If you thought the last few weeks of politicians’ stomach-turning brinksmanship over the national debt ceiling wasn’t fun — and who did? — you have no reason to look forward to the end of November and December.

A super-powered bipartisan “deficit reduction panel” has until Nov. 23, the day before Thanksgiving, to make recommendations on where to cut $1.5 trillion more in spending. Then, the full Congress has until Dec. 23 to pass cuts. Bah humbug, indeed. This isn’t going to be pretty to watch.

The first real drama in this next chapter of “Can I shut down the government and/or economy to make my point?” will come relatively soon. It will be immensely interesting to see whom the major parties will appoint to the 12-member super panel. Will they be bare-knuckle brawler types or more sedate and professorial negotiators?

What about LTC now?

By and large, long-term care providers dodged some big bullets in the agreement reached Tuesday. But that was just the first round of shooting. There will be a lot more funding blood spilled by the end of the year. Operators could be swimming in it.
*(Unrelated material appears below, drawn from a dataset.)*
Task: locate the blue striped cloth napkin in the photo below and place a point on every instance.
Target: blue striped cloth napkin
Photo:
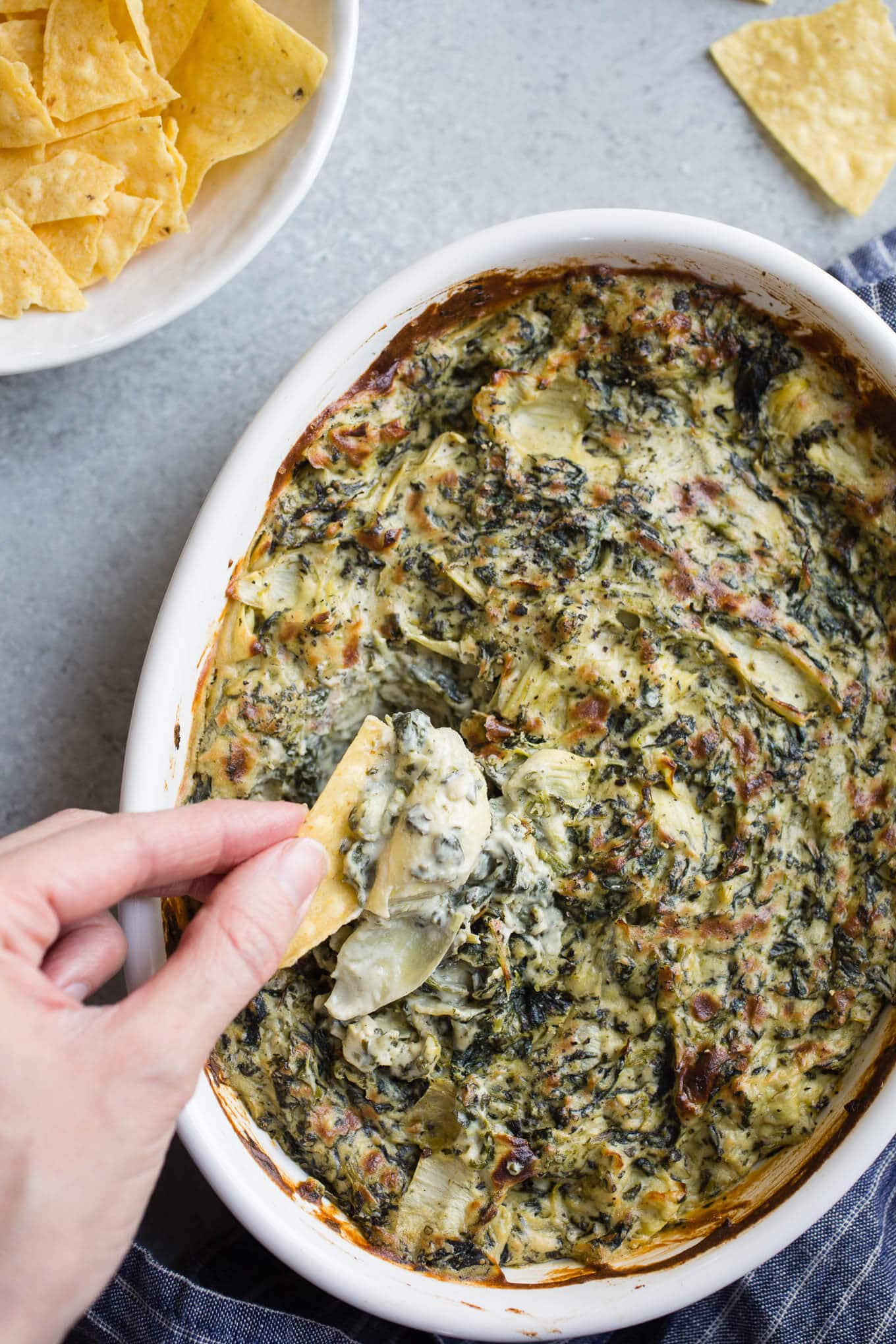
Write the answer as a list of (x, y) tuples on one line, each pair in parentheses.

While Medicaid, Medicare and Social Security were among the exempted areas initially, they’ll be fair game in the second phase.

It’s not known how much more lawmakers might try to take away with long-term care already in line to lose 11.1% in Medicare funding starting Oct. 1. It’s possible that that double-digit cut (which was called for by the Centers for Medicare & Medicaid Services) could be softened. But then the super-panel could inflict still more reductions.

The CLASS Act, despite being offered on a platter by other deficit reductions plans, was given a reprieve in Tuesday’s agreement. By the end of the year, however, lawmakers could strip away most of the $120 million slated for next year’s start-up efforts. If things really turn south, full repeal of the nation’s first long-term care benefit could be back on the table.

As for Medicaid, expect lessening of provider reimbursements, and beneficiaries’ eligibility options and benefits. Don’t be surprised to see states granted more flexibility, which is generally viewed as not-so-good news for providers.

There is little question that non-Medicaid benefits are going to take a big hit. The provider community will surely feel ripple effects.

Just in case you’re wondering what happens if politicians can’t meet their end-of-year deadlines, well, “trigger” cuts will kick in anyway. If no agreement is reached, 2% across-the-board cuts would go into effect. Medicaid would be exempted, but providers’ Medicare funding would be at risk.

All this has to be considered in addition to a scheduled 29.5% Medicare reimbursement cut for physicians. It’s been put off several times already so if that remains an option, look for it to happen again.

One way or another, there’s going to be an extraordinary blizzard of rhetoric and political posturing as 2011 winds down. It’s liable to make all the hot air coming out of Washington the past few months feel like a cool summer breeze.